Das geht anderen Menschen auf dieser Welt leider nicht so – denn dort kann dieser kleine Mückenstich töten. Und zwar nicht nur einzelne Menschen – jedes Jahr tötet ein Mückenstich eine halbe Million Menschen. Besonders bedroht sind Menschen in Afrika und dort insbesondere Kinder.
Denn Mückenstiche übertragen Malaria, immer noch eine der gefährlichsten Infektionskrankheiten weltweit. Laut WHO entfallen über 90 Prozent aller Malariaerkrankungen auf den afrikanischen Kontinent. Und 80 Prozent der Menschen, die in Afrika an Malaria sterben, sind Kinder – vor allem kleine Kinder unter fünf Jahre, weil ihr Immunsystem schwächer ist.
Diese Zahlen beschreiben nicht nur viel Leid, sie beschreiben eine massive Ungerechtigkeit. Denn wir wissen, dass gerade dort geforscht und investiert wird, wo es Menschen betrifft, die laut aufschreien können. Und das sind selten kleine Kinder.

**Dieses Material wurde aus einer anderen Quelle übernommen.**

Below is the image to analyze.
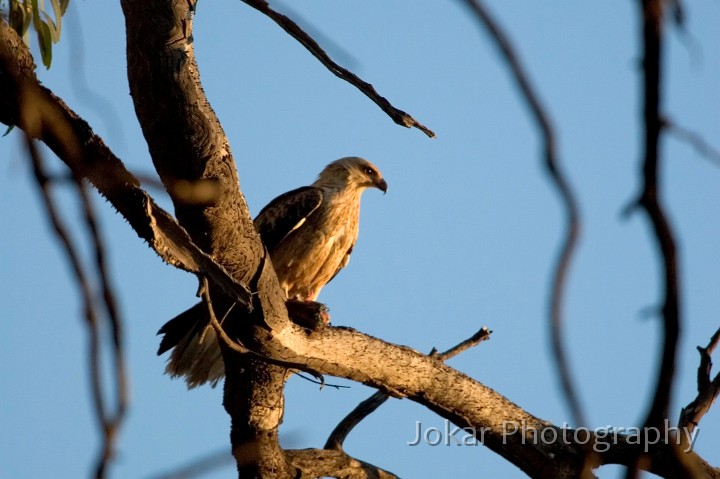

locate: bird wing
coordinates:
[325,243,355,284]
[254,186,323,252]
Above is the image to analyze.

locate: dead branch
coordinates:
[638,0,680,434]
[626,0,692,479]
[285,449,398,479]
[678,328,720,432]
[465,0,586,425]
[324,326,492,451]
[243,0,435,138]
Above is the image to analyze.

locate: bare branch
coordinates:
[324,326,492,451]
[678,328,720,432]
[0,21,251,308]
[25,135,122,479]
[663,119,720,165]
[75,174,128,477]
[243,0,435,138]
[199,277,325,387]
[285,449,397,479]
[148,449,233,479]
[626,0,693,479]
[465,0,586,425]
[430,326,492,361]
[638,0,680,436]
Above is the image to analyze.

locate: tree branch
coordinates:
[678,328,720,432]
[25,135,127,479]
[465,0,586,425]
[324,326,491,451]
[285,449,397,479]
[638,0,681,446]
[243,0,435,138]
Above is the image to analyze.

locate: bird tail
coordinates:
[158,303,225,388]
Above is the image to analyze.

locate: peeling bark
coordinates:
[0,6,720,478]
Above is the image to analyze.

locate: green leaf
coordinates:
[37,17,52,69]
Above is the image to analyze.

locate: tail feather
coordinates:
[158,303,225,388]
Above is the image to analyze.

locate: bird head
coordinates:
[314,156,387,193]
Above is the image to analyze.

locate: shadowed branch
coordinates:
[465,0,586,425]
[678,328,720,432]
[25,135,128,478]
[243,0,435,138]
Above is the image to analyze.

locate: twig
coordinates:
[663,119,720,165]
[324,326,492,451]
[625,0,692,479]
[295,373,350,389]
[150,448,234,479]
[243,0,435,138]
[465,0,586,425]
[198,276,325,387]
[25,135,124,479]
[678,328,720,433]
[430,326,492,361]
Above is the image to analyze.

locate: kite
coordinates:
[158,157,387,387]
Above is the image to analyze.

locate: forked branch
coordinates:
[243,0,435,138]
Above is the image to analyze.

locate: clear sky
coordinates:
[0,0,720,479]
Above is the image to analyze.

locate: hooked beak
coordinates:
[375,178,387,194]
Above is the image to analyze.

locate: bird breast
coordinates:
[271,197,360,300]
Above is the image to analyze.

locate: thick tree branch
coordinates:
[286,449,397,479]
[465,0,586,425]
[243,0,435,138]
[0,21,250,305]
[638,0,681,458]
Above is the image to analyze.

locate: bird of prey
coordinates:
[158,157,387,387]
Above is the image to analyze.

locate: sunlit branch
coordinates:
[25,135,119,479]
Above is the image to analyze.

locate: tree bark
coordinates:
[0,9,720,478]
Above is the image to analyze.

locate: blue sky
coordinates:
[0,0,720,478]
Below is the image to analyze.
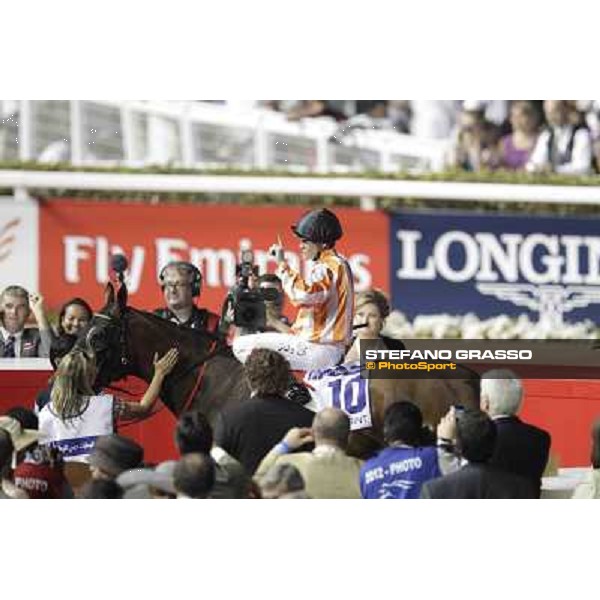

Und diese Zahlen bedeuten Leid nicht nur für eine halbe Million Menschen, darunter vor allem Kinder, sondern auch für ihre Familien, ihre Väter, ihre Mütter, ihre Geschwister.
In den vergangenen Jahrzehnten haben Wissenschaftlerinnen und Mediziner zwar große Fortschritte beim Kampf gegen Malaria erreicht, mit neuen Medikamenten und Behandlungen, zuletzt auch mit einem Impfstoff.
Aber die Zahl von über einer halben Million Malariatoten jedes Jahr zeigt, dass wir noch nicht dort sind, wo wir sein müssten.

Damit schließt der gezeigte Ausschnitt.